If you want to go crazy with the math, here is a thread to read all the way through:

Some months ago I started to use these formulae to try to find the shape of a surface that would have constant illumination ( instead of a flat film surface ). The shape accounts for the off-axis squint, the "tunnel" caused by the thickness of the pinhole material, and the distance to the film. I'm not convinced it really takes into account the shape of the diffraction blurring all that well. I haven't gotten back to it but the shape is somewhat vase-like, at first bulging outward and then diving inward toward the pinhole itself. It makes sense: as you move away from the center of the image, at first the distance is the dominant effect, requiring you to move upward closer to the pinhole to compensate, but as you move upward, the squint becomes more pronounced causing the radius to decrease.

( My undergrad degree was mathematics, and I've been a member of the Mathematical Association of America for almost 30 years now... so this sort of thing is a great temptation for me... )

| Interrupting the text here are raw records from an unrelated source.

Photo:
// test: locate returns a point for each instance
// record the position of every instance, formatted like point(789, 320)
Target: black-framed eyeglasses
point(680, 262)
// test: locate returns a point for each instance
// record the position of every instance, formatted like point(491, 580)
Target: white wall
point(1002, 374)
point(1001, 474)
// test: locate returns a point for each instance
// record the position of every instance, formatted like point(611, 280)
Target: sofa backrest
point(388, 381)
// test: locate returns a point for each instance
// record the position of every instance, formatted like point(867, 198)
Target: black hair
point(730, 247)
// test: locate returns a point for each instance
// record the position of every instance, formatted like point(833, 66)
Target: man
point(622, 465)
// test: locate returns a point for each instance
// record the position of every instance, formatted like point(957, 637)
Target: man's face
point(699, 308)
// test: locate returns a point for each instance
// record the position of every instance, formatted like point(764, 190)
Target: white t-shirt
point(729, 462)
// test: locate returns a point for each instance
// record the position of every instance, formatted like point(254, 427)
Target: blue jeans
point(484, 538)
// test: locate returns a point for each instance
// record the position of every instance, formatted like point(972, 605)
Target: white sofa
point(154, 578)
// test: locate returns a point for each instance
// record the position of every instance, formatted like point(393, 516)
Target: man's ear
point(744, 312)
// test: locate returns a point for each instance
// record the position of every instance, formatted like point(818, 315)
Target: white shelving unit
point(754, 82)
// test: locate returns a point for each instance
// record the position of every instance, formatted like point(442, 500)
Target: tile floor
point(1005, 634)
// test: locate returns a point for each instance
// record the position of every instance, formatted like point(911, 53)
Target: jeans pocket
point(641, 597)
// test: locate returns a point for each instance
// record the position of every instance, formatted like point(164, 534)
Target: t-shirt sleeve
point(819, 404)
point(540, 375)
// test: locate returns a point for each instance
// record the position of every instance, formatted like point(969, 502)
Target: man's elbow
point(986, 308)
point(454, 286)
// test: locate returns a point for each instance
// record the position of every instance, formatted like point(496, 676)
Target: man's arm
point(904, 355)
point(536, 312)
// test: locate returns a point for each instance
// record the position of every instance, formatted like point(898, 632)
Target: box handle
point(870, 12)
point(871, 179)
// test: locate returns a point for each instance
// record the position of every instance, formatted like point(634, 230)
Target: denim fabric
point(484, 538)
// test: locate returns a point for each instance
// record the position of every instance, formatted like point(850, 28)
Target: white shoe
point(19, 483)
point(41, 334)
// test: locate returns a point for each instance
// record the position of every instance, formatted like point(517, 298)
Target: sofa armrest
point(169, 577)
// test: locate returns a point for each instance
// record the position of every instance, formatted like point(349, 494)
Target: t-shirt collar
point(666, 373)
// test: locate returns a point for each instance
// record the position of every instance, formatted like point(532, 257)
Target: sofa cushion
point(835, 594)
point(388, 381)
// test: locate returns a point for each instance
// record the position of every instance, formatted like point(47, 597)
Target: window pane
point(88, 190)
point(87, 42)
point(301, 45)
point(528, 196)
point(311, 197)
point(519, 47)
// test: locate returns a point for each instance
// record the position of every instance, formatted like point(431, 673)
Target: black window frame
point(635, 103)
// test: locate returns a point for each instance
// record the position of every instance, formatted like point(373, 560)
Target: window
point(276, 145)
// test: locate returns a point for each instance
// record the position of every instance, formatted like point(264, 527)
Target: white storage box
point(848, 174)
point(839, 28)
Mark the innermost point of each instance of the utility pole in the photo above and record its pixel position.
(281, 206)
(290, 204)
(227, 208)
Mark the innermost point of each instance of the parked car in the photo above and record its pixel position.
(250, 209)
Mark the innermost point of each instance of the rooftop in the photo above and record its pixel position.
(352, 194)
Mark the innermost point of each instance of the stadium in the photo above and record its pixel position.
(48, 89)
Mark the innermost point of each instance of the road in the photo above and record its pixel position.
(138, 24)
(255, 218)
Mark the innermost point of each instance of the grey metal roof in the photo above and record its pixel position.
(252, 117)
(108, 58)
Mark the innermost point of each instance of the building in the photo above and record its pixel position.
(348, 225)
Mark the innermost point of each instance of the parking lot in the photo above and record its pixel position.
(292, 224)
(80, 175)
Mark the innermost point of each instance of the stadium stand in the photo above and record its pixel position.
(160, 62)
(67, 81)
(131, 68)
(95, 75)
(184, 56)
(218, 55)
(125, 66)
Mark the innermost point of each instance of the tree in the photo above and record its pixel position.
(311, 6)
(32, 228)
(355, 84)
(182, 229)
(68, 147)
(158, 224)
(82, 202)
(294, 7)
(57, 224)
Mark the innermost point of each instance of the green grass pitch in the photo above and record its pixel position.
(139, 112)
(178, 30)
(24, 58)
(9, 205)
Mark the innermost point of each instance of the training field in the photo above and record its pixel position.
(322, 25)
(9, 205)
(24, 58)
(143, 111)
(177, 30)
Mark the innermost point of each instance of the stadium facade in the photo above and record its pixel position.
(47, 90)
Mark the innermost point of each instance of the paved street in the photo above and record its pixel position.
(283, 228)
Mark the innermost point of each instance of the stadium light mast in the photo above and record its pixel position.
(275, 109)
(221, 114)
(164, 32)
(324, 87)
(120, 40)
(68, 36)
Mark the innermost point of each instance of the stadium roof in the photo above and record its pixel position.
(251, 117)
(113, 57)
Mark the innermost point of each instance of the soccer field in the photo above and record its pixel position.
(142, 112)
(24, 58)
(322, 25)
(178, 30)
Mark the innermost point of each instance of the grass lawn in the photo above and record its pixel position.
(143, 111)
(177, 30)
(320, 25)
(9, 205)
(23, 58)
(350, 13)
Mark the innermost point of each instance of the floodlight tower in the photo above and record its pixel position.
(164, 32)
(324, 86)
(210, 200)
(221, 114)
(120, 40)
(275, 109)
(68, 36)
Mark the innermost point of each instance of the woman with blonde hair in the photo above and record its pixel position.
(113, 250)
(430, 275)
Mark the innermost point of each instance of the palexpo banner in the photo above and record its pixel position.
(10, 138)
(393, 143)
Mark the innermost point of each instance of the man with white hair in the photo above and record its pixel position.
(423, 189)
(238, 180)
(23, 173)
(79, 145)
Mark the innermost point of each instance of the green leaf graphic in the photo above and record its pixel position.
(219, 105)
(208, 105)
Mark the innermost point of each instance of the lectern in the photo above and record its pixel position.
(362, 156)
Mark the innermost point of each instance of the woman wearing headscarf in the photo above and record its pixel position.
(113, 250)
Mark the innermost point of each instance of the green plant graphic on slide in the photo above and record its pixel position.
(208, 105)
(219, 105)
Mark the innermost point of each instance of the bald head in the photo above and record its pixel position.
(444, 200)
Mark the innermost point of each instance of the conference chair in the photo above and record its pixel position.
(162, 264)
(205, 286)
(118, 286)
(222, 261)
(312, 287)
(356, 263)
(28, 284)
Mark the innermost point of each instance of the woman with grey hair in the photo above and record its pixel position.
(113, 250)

But. Recently I've had to catch myself making things too technical and complicated. So I pulled back from all of this. I don't want to mess up the simple joy of finding the picture, placing my pinhole coffee can or cardboard box, and then watching the magic of the image coming up in the developer. To me the idea that the light from the scene landed directly onto the paper to make a permanent captured image is just wonderful. So these days I'm trying to keep things more about "play" and less about the technical part. Not that the technical part can't be fun, but there is a balance to reach!

So my advice: build the camera and have lots of fun making wonderful pinhole pictures with it!